Dalam sebuah pernyataan kepada VOA, juru bicara Departemen Luar Negeri Amerika mengatakan bahwa pihaknya prihatin dengan insiden ini dan akan menghubungi pemerintah Indonesia untuk mengatasinya.

"Pers yang bebas dan independen adalah institusi inti dari demokrasi yang sehat dan sangat penting untuk memastikan para pemilih dapat membuat keputusan yang tepat dan meminta pertanggungjawaban para pejabat pemerintah," ujar juru bicara tersebut.

"Amerika Serikat mengutuk ancaman, pelecehan, dan kekerasan yang menargetkan jurnalis dan pekerja media,” tambahnya.

Kementerian Luar Negeri Indonesia tidak segera membalas email VOA yang meminta komentar. Patsy mengatakan ia berterima kasih atas dukungan tim wakil presiden dan staf Kedutaan Besar Amerika.

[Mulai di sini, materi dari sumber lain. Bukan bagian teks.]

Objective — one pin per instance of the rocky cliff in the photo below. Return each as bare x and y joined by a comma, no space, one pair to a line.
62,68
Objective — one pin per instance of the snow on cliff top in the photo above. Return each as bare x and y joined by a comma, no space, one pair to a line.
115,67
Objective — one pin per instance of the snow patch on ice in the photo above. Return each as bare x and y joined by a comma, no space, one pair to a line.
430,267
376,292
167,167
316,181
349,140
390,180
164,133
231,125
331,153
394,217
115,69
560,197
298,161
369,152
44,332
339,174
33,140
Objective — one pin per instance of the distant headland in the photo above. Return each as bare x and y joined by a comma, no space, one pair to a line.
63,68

Lahir dan besar di Indonesia, Patsy memulai karirnya sebagai jurnalis di negara Asia Tenggara ini. Kembali ke kampung halamannya dengan pesawat Air Force Two bersama Harris untuk meliput KTT itu merupakan momen yang membanggakan baginya sebagai seorang imigran yang kini telah memiliki kewarganegaraan Amerika.

"Saya sangat bangga dengan warisan Indonesia saya,” tegasnya kepada VOA.

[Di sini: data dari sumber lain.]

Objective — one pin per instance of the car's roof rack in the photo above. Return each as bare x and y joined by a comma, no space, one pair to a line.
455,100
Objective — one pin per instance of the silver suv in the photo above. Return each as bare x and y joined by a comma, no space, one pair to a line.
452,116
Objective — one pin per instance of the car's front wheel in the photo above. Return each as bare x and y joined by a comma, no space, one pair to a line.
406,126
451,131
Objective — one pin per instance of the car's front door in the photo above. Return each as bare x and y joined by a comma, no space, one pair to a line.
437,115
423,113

Dari 180 negara, Indonesia berada di peringkat 108 dalam hal kebebasan pers, menurut Reporters Without Borders. Kebebasan pers di negara ini semakin diserang dalam beberapa tahun terakhir.

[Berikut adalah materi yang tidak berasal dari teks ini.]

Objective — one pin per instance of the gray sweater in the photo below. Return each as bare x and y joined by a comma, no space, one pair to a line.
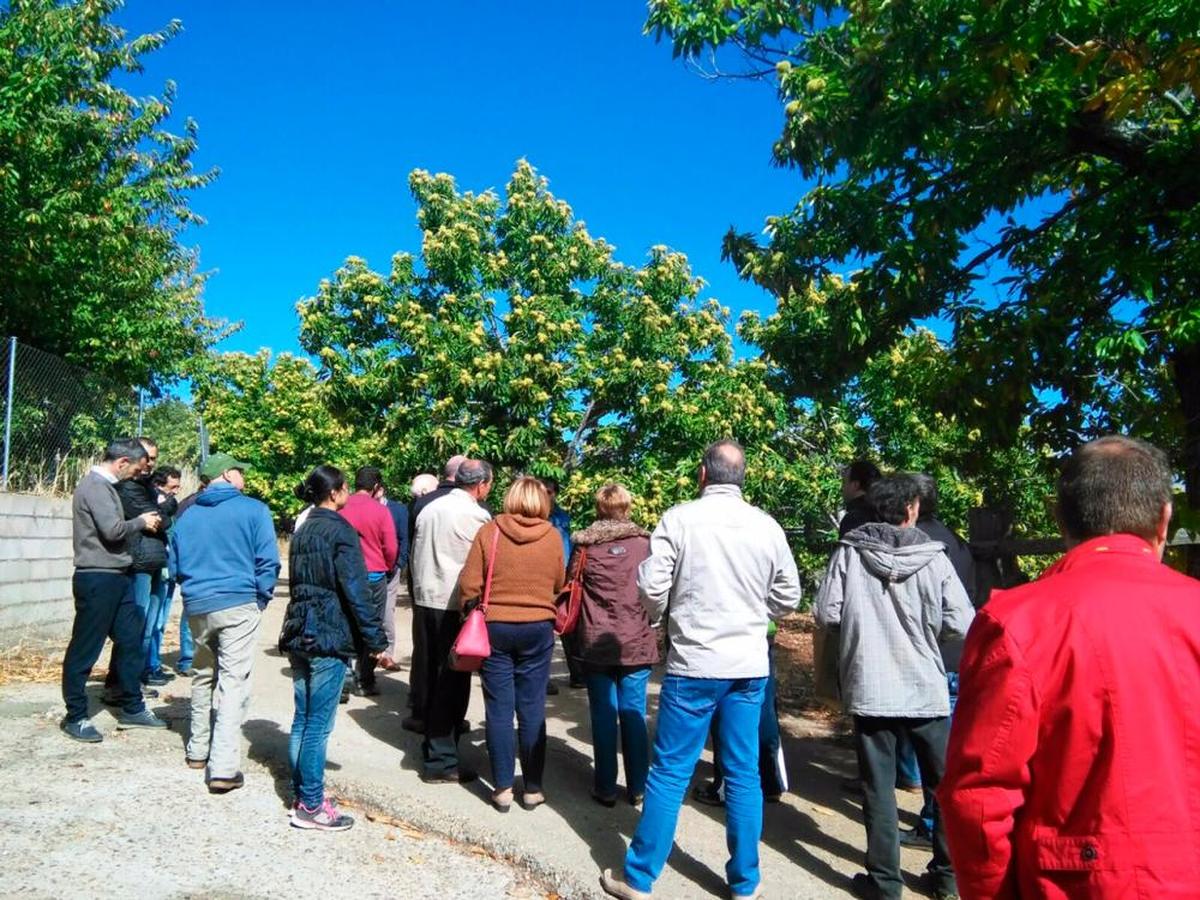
894,598
101,529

"Meskipun saya adalah dan akan selalu menjadi orang Indonesia yang bangga, sama seperti saya bangga menjadi orang Amerika, saya tahu tradisi kebebasan pers yang mana yang saya sukai," tulis Patsy dalam sebuah unggahan di media sosial.

Insiden ini sedikit mengganggu perjalanan Patsy.

"Saya sedih melihat cara Indonesia memperlakukan pers," katanya.

"Dan saya juga tidak suka menjadi pelapor. Saya rasa tidak ada wartawan yang suka menjadi bahan berita,” pungkasnya. (VOA/Fer/Z-7)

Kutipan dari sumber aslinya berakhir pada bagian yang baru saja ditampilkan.